Overall, people living in Western Europe and in the Americas were generally more accepting of LGBT people than people living in Eastern Europe, the Middle East and sub-Saharan Africa. People living in East Asia and Pacific countries were split on their opinion of LGBT rights.

Pew began polling the acceptance of LGBT rights in the U.S. in 1994 and globally in 2002.

To read the full report, click .

Virtual Prides displayed resilience
Global Pride was a success and reached more than 200 million people from around the world during the 24-hour online event June 27, organizers said.

However, not everyone celebrated or demonstrated at home during the global pandemic.

Some pridegoers took to the streets despite the novel coronavirus pandemic that has killed more than half a million people worldwide. These were smaller gatherings than typically seen at usual Pride events.

More than 500 Pride events around the world were canceled or moved online due to the pandemic.

The event that had its origins in the 1969 Stonewall riots, which since became corporate-sponsored parades in many Western cities, returned to its protest roots. Many people donned face masks and attended rallies supporting Black Lives Matter, racial inequality, and LGBTQ rights and denouncing racial inequality. There are an estimated 70 countries where gay people continue to be criminalized, at least six of which include a death penalty.

Many cities in the United States, such as San Francisco, Los Angeles, and New York, celebrated their 50th Prides digitally with online programming. There were also protest marches June 28 in San Francisco and New York.

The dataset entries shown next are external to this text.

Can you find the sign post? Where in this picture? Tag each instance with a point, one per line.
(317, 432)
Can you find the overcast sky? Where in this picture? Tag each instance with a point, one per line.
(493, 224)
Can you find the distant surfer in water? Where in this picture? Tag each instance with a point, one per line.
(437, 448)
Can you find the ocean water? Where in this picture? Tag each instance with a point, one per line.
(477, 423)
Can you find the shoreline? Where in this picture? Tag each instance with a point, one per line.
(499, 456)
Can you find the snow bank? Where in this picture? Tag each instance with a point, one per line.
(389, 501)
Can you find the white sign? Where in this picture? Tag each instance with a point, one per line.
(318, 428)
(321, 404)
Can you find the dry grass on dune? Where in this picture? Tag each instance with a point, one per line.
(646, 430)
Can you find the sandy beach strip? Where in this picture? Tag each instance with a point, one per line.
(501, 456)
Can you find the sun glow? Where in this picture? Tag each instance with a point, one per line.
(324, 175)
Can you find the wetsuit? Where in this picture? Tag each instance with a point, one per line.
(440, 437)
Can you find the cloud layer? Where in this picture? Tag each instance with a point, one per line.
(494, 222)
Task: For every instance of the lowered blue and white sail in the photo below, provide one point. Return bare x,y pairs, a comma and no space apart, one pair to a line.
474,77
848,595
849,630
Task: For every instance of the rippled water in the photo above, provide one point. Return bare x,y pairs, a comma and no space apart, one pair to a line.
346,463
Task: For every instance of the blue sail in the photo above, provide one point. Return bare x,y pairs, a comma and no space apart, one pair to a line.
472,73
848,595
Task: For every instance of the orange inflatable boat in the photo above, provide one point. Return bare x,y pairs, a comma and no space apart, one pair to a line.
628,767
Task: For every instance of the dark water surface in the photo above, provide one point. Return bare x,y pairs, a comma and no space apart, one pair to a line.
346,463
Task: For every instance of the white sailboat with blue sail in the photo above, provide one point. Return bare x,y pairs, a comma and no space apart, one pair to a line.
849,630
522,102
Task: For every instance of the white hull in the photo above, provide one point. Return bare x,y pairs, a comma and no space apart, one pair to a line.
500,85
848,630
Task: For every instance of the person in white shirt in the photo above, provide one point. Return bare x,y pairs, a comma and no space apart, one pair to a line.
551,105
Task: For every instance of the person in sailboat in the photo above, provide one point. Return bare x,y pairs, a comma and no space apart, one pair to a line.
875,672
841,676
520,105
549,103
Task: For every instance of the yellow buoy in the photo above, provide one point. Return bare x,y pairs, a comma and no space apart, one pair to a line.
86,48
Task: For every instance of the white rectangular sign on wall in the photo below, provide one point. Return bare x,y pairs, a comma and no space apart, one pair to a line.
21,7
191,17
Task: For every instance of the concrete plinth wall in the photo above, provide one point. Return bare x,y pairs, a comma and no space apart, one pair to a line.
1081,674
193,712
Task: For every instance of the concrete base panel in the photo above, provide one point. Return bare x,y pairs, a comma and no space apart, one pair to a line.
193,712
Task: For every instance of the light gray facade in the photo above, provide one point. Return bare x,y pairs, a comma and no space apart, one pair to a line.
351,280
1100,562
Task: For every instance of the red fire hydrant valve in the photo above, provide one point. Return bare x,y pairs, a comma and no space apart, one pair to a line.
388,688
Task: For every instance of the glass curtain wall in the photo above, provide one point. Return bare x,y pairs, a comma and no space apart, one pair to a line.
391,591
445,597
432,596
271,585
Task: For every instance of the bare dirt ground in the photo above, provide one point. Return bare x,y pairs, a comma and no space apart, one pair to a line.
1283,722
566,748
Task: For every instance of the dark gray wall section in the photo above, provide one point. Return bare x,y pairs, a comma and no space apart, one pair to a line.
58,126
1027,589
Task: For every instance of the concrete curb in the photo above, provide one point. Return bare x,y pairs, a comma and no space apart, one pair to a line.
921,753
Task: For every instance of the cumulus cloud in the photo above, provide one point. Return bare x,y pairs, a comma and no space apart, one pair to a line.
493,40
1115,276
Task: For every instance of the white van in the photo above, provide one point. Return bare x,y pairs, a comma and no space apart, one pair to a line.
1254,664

More than 1,000 colorfully dressed people marched in Taipei, Taiwan's capital city, to mark Pride on Saturday. Taipei Pride is usually held in October.

Sarah Ondrus, a longtime Taipei resident originally from Oregon, said that while she normally attended Taipei Pride, she felt especially compelled to march on the anniversary of Stonewall.

"We're marching for those who can't," Ondrus told the New York Times.

Taiwan was also celebrating its first anniversary of becoming the first country in Asia to legalize same-sex marriage.

Berlin saw more than 3,500 demonstrators take to the German capital's streets Saturday for a protest that usually attracts more than a million people at the end of July, when the Christopher Street Day is typically held.

The two countries have been able to successfully flatten the curve against the coronavirus so far.

In Israel, Pride was a different story.

Thousands of pridegoers gathered under the slogan, "The revolution is not over," in Tel Aviv, Jerusalem, Haifa, and Beersheba despite risks due to the rising rates of COVID-19 in the country, reported the Middle East Eye.

As of Monday, Israel reported nearly 24,500 new cases and 319 deaths due to the virus out of its more than 9 million population, according to Worldometers.

In Tel Aviv, thousands of people celebrated with a concert that included Eurovision transgender singer Dana International in Rabin Square June 28.

The scene was much different in Jerusalem.

Police were deployed to the Pride event that also observed the 2015 death of LGBT ally Shira Banki, a teenager who was stabbed by ultra-Orthodox Jew Yishai Shlissel. Shlissel, who was sentenced to life in prison, wounded six others during the incident.

Several hundred people stood for a moment of silence in remembrance of Banki and for other victims of homophobia before the parade started, reported MEE.

A few dozen right-wing demonstrators protested outside pro-LGBT Jerusalem Mayor Moshe Leon's home. Police arrested 27 people prior to Sunday's event, reported Haaretz.